Starting from:

$30

HW 3: Bash Scripting

HW 3: Bash Scripting

Overview: The last homework had you create a pipeline of utilities to locate files with the same content.
This homework will have you perform this task again using features of bash.
Objective: Write a bash program that finds all the files with the same md5sum hash, sorts them by
the size of the group sharing that hash, and prints out the groups as a comma-separated list.
Guidelines:
• You must do this by splitting the program into three functions:
– The first function, find_and_count_duplicates , will be for listing the files (find), determining
their md5sum (md5sum), and creating a few arrays. One array will map the hash to all the files
that have that md5sum.
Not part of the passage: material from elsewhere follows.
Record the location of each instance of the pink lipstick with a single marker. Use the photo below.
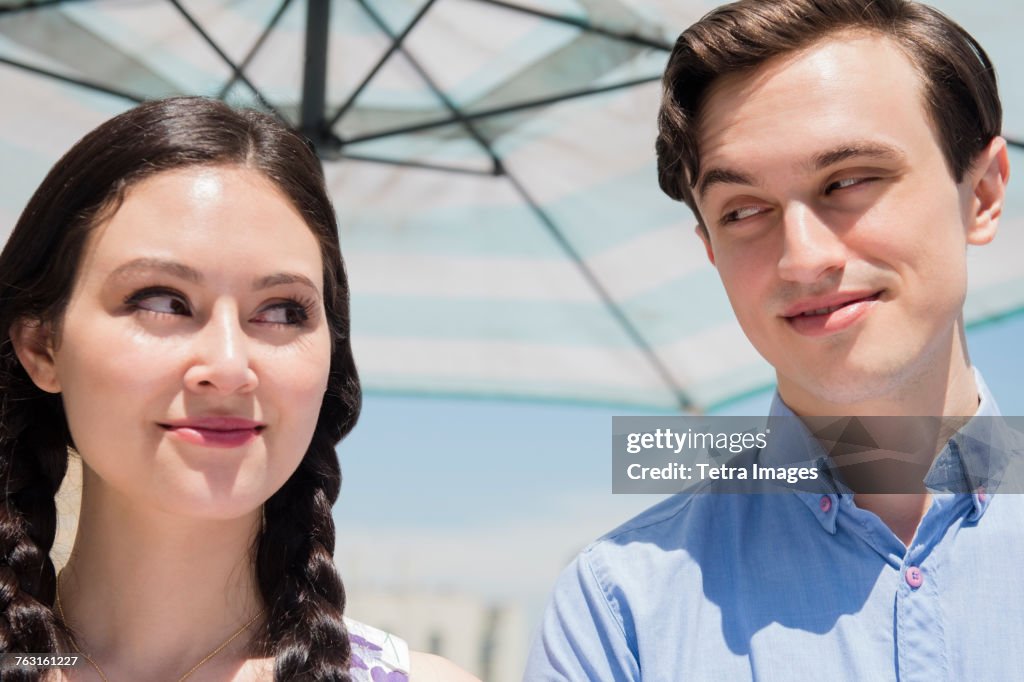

Another array will store a count of the number of duplicates for each
md5sum.
– The second function, assign_md5sums_to_group_sizes , will have you create an array that will
store all the md5sum hashes for a single group size.
– The third function, print_group_sizes , will be to iterate over the group sizes, and print the
files for each md5sum group of that size.
• You must comment some of your code in each function (use # before text).
• You must use at least one for loop and at least one while loop.
Restrictions:
• No credit will be given if you use the method from solution 2.
• The only commands you are permitted to use outside of bash’s builtin functionality are find, md5sum
, sort, and tr (once each).
Helpful hints:
• Command substitution is one way of initializing an array
• To use a parameter as the key of an associative array, you will need to quote that variable.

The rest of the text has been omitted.